7 de febrero de 2011

Mercados

Los mercados deberían estar tan protegidos como las catedrales, los enterramientos prehistóricos o los pájaros a los que les hemos robado el espacio de sus vuelos milenarios. Cuando llego a las ciudades que visito intento buscar el mercado que guarda sus olores y enseña la luminosidad de sus frutas. Los monumentos nunca huelen y la piedra se deshace en nuestra memoria con más facilidad que los aromas y la música. Nos basta el olor de la guayaba para volver a la infancia, o nos vale la intensidad dulzona y pegajosa del mango para asomarnos a todos los veranos. Los mercados nos permiten viajar en el tiempo y remover las vivencias de los lugares por los que hemos transitado a lo largo de nuestra vida. Florencia no sólo es el Batisterio o el Puente Vecchio. También está el olor de unas naranjas o el sabor de una ciruela que se graba para siempre en tu memoria más evocadora. En Budapest se abre la puerta a las especies de Oriente y se confunde el olor de la páprika y la canela. La Boquería nos recuerda que Barcelona es un mar con muchos mares cruzados entres sus calles. Los mercados de Barceló o de Antón Martín eran oasis en medio del caos de Madrid. Los sábados en Borough te reconcilian con ese Londres cosmopolita y sorprendente al que necesitas regresar una y otra vez para no extraviarte. París huele a cruasán y a rosas en sus mercadillos callejeros. El mercado de Chelsea o los puestos de Chinatown en Nueva York te enseñan la ciudad y a quienes la habitan en unos pocos metros cuadrados de reclamos exóticos.
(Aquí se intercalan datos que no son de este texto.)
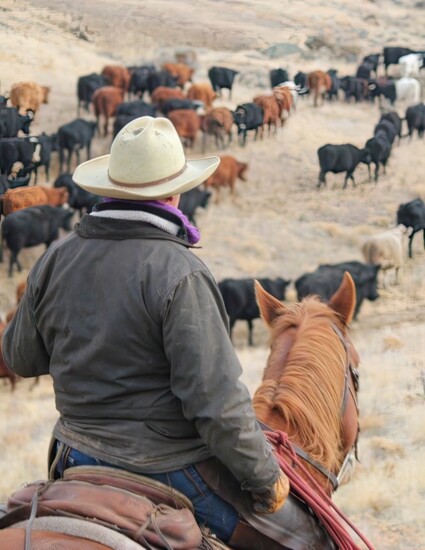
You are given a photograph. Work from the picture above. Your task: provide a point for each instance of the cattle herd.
(33, 214)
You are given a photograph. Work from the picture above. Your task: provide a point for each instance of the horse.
(306, 404)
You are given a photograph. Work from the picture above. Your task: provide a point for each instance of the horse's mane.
(304, 382)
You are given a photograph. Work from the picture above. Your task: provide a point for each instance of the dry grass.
(278, 225)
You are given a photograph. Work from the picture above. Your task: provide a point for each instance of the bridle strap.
(305, 456)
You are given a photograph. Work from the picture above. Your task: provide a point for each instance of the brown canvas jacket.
(131, 326)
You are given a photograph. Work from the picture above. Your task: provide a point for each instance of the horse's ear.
(270, 307)
(344, 299)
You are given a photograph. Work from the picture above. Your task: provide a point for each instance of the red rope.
(321, 504)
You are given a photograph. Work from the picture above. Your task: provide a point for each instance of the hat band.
(148, 183)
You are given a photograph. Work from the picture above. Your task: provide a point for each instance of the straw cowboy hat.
(146, 161)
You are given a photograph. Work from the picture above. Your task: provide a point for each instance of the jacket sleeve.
(205, 372)
(24, 351)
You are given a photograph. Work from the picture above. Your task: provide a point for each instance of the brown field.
(278, 224)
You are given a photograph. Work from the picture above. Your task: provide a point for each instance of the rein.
(316, 498)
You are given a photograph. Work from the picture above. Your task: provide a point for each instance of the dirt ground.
(278, 224)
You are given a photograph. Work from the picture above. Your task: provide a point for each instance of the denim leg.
(210, 509)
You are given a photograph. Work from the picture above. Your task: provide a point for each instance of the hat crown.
(145, 151)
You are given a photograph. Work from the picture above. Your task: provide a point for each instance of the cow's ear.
(344, 299)
(270, 307)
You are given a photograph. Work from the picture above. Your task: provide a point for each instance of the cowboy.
(131, 326)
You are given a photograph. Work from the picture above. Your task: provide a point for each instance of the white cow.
(410, 65)
(387, 250)
(408, 89)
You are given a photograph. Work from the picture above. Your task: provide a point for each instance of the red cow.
(187, 123)
(319, 83)
(226, 175)
(105, 102)
(202, 91)
(271, 110)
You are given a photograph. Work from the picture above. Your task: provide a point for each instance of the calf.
(386, 249)
(187, 123)
(33, 226)
(271, 111)
(79, 199)
(247, 117)
(222, 77)
(28, 96)
(193, 199)
(240, 302)
(415, 118)
(380, 149)
(105, 103)
(72, 137)
(228, 171)
(341, 158)
(326, 280)
(412, 214)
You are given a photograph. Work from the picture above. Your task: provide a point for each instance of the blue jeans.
(210, 509)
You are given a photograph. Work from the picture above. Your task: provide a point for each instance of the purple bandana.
(193, 234)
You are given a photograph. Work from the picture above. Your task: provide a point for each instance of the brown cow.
(187, 123)
(116, 75)
(271, 111)
(218, 122)
(105, 102)
(28, 96)
(202, 91)
(284, 100)
(226, 174)
(163, 93)
(319, 83)
(180, 71)
(24, 197)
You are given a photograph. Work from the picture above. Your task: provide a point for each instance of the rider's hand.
(271, 500)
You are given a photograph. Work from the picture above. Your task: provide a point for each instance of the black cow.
(47, 144)
(72, 137)
(11, 122)
(353, 87)
(191, 200)
(415, 118)
(160, 78)
(177, 103)
(14, 150)
(380, 150)
(335, 84)
(388, 128)
(79, 199)
(382, 87)
(341, 158)
(139, 79)
(33, 226)
(247, 117)
(278, 76)
(392, 54)
(86, 86)
(393, 117)
(222, 77)
(364, 70)
(327, 278)
(240, 302)
(373, 59)
(412, 214)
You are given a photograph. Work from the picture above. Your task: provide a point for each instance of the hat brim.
(93, 176)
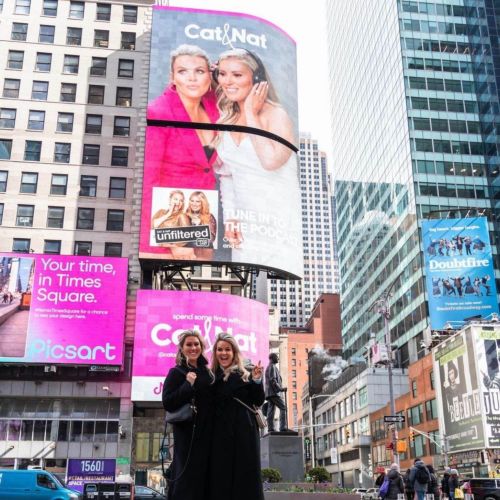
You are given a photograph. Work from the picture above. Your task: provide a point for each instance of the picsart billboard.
(161, 316)
(459, 270)
(220, 171)
(458, 394)
(62, 309)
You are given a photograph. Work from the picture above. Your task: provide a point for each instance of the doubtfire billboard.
(221, 172)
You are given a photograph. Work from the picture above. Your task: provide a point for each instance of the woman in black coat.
(190, 380)
(235, 451)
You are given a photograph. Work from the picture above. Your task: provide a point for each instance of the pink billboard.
(161, 316)
(58, 309)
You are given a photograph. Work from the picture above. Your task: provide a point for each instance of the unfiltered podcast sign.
(162, 316)
(459, 270)
(62, 309)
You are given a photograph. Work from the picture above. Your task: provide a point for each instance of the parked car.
(33, 483)
(484, 488)
(145, 493)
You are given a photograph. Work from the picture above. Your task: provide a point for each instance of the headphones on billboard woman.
(259, 74)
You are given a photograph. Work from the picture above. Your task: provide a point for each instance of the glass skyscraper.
(415, 115)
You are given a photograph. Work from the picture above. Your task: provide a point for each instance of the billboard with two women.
(459, 270)
(220, 172)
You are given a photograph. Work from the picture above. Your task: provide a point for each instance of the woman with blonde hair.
(190, 381)
(235, 454)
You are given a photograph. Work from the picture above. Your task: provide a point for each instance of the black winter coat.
(177, 391)
(235, 451)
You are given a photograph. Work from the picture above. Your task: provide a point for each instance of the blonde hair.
(237, 366)
(230, 110)
(205, 207)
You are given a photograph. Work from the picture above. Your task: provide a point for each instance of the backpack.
(384, 488)
(422, 476)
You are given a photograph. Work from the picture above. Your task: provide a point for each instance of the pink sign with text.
(161, 316)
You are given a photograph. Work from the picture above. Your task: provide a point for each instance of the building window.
(117, 187)
(68, 92)
(59, 184)
(111, 249)
(124, 96)
(115, 220)
(21, 245)
(15, 59)
(5, 149)
(11, 88)
(91, 154)
(74, 36)
(62, 151)
(96, 94)
(85, 218)
(40, 90)
(29, 182)
(55, 217)
(65, 122)
(82, 248)
(122, 126)
(71, 64)
(88, 185)
(22, 7)
(49, 8)
(7, 118)
(3, 180)
(101, 38)
(52, 247)
(76, 10)
(19, 32)
(32, 150)
(46, 34)
(93, 124)
(24, 216)
(128, 41)
(119, 156)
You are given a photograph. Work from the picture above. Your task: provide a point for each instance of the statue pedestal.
(283, 451)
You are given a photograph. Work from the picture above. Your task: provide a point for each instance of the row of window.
(55, 217)
(98, 67)
(46, 34)
(77, 10)
(88, 185)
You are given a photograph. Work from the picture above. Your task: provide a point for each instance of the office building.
(414, 108)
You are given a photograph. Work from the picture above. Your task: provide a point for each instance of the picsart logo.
(48, 351)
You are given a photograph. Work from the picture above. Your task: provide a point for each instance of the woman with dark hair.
(235, 455)
(190, 381)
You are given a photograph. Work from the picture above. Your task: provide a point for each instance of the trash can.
(90, 491)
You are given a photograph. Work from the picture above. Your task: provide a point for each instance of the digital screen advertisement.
(162, 316)
(221, 181)
(460, 277)
(61, 309)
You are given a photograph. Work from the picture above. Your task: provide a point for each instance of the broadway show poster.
(61, 309)
(458, 395)
(162, 316)
(488, 359)
(459, 270)
(221, 177)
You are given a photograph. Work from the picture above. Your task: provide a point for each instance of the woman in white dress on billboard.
(258, 175)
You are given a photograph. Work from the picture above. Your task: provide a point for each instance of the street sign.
(394, 419)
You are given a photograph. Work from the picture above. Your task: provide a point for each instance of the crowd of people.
(419, 481)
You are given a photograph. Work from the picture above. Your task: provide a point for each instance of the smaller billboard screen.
(460, 277)
(60, 309)
(161, 316)
(458, 395)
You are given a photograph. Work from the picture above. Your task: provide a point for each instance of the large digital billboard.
(57, 309)
(221, 177)
(459, 270)
(161, 316)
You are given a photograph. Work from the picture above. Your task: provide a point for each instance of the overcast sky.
(305, 23)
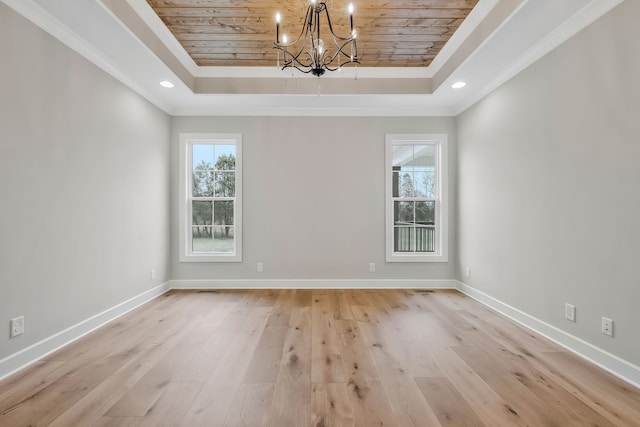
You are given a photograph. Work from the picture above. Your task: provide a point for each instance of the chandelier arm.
(318, 58)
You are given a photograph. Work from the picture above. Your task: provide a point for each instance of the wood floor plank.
(409, 405)
(316, 358)
(485, 402)
(447, 403)
(250, 406)
(331, 405)
(215, 398)
(47, 404)
(326, 364)
(366, 393)
(292, 401)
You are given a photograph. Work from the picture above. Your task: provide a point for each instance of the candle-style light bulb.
(351, 15)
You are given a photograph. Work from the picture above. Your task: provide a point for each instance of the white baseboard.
(37, 351)
(314, 284)
(615, 365)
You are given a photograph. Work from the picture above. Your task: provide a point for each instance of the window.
(211, 197)
(416, 198)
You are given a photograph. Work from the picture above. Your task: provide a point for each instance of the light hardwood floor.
(316, 358)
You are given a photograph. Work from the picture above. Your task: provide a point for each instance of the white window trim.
(442, 208)
(186, 140)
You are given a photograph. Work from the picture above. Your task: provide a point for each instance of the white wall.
(549, 175)
(313, 198)
(84, 182)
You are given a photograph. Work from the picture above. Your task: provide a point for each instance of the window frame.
(441, 253)
(187, 141)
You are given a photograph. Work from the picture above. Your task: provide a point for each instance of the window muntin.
(416, 198)
(211, 226)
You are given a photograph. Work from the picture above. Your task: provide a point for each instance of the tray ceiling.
(402, 33)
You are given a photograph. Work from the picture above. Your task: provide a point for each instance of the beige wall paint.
(548, 186)
(84, 166)
(313, 198)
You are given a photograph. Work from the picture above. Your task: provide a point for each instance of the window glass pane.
(402, 157)
(425, 238)
(395, 184)
(202, 155)
(425, 183)
(225, 157)
(223, 213)
(225, 185)
(403, 239)
(201, 239)
(203, 184)
(406, 187)
(223, 240)
(201, 212)
(425, 213)
(403, 212)
(423, 156)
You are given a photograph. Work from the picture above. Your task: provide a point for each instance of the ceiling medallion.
(309, 53)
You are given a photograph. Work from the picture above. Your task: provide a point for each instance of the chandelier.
(309, 53)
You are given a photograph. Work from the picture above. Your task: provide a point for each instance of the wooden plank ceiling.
(391, 33)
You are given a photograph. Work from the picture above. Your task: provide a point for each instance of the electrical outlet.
(607, 326)
(570, 312)
(17, 326)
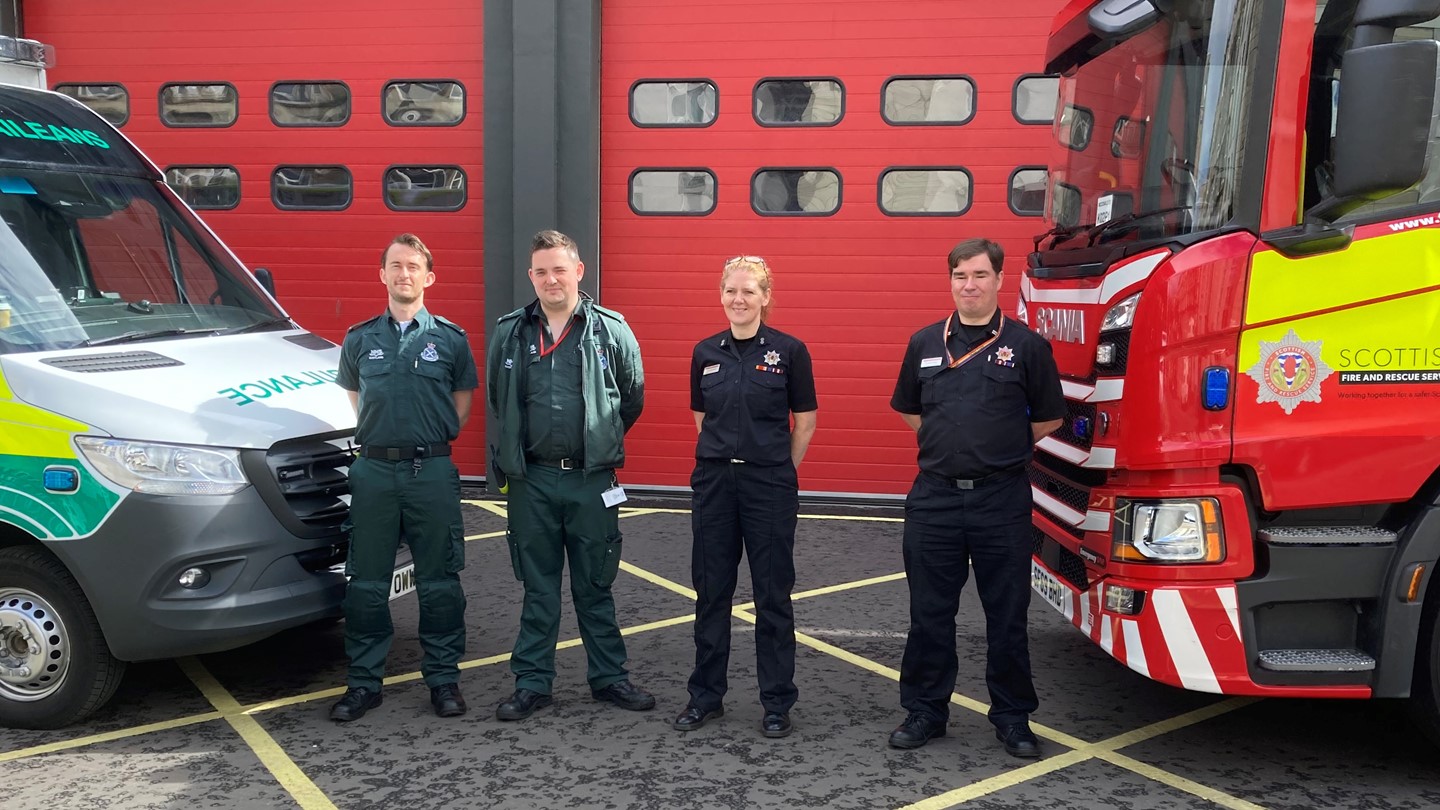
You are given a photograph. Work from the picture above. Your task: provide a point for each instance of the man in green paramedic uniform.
(411, 378)
(565, 382)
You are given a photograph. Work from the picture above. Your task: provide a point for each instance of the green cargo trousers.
(558, 513)
(390, 500)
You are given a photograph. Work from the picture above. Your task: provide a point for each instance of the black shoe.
(916, 730)
(356, 702)
(447, 701)
(776, 725)
(522, 705)
(694, 717)
(625, 695)
(1018, 740)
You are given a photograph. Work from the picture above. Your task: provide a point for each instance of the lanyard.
(945, 340)
(558, 340)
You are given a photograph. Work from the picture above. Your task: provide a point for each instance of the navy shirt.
(746, 391)
(405, 382)
(975, 417)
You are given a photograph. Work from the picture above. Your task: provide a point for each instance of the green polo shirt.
(405, 381)
(555, 401)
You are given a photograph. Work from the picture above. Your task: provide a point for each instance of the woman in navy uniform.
(745, 385)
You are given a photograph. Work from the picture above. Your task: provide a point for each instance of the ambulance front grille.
(313, 477)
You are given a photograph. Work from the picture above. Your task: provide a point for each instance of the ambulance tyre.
(55, 666)
(1424, 691)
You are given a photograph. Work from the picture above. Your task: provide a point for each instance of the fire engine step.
(1328, 536)
(1316, 660)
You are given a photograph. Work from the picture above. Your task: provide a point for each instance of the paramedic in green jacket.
(565, 382)
(411, 376)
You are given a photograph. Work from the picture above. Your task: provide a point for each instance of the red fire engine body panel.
(326, 263)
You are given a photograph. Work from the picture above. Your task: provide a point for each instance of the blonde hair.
(756, 267)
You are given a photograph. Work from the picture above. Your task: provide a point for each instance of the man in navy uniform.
(979, 389)
(411, 378)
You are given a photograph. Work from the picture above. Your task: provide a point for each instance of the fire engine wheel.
(1424, 691)
(54, 663)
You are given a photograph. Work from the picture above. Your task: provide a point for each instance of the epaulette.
(365, 323)
(611, 314)
(450, 323)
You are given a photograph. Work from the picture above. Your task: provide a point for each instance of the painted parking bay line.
(275, 760)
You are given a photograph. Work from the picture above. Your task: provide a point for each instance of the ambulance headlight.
(164, 469)
(1168, 531)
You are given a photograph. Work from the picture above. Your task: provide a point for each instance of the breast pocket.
(716, 389)
(1002, 388)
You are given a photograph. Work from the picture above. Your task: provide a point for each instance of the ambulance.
(173, 448)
Cada olor y cada sabor de esos mercados me devuelven de inmediato al ruido o a la armonía de todas las ciudades en las que he ido dejando pequeños trozos de mí mismo. Al final es en esos espacios en donde he acabado guardando la memoria más certera y más vivaz, y lo he hecho en el sabor de una fruta o en los pescados y mariscos que me devolvían sobre la marcha a las costas de Gran Canaria, a ese olor a yodo, algas y rosas muertas que convierte al mar en nuestro aliado más fiel e inquebrantable.

En Las Palmas de Gran Canaria, los mercados son los que realmente marcan los límites de la ciudad. La gente mayor se sitúa en el mercado de Vegueta, en el del Puerto, en el Central o en el de Altavista, y a partir de ahí trazan lo que para ellos era la ciudad siempre cercana de hace unos años. Adentrarte en esos mercados es volver al origen y a la razón primera de las compras. No sólo se va a pagar cuanto antes con la frialdad de la tarjeta de crédito. En los mercados te cautivan esos olores de los que vengo hablando y uno se acerca al género valorando cada detalle y disfrutando de la luminosidad y del ajetreo de lo que aún pervive en medio de tanta mortandad urbanística y comercial. Vale la pena seguir varando un rato en ellos cada semana. Creo que son los únicos puertos urbanos en los que estamos realmente a salvo.

2 comentarios:

MALENA MILLARES dijo...

Un magistral paseo por algunos mercados del mundo, por el mercado de la vida, en donde piedras, olores y sabores se mezclan entre sí para evocar el pasado, con el curry y la nostalgia como protagonistas.

MALENA MILLARES dijo...

Un magistral paseo por algunos mercados del mundo, por el mercado de la vida, en donde piedras, olores y sabores se mezclan entre sí para evocar el pasado, con el curry y la nostalgia como protagonistas.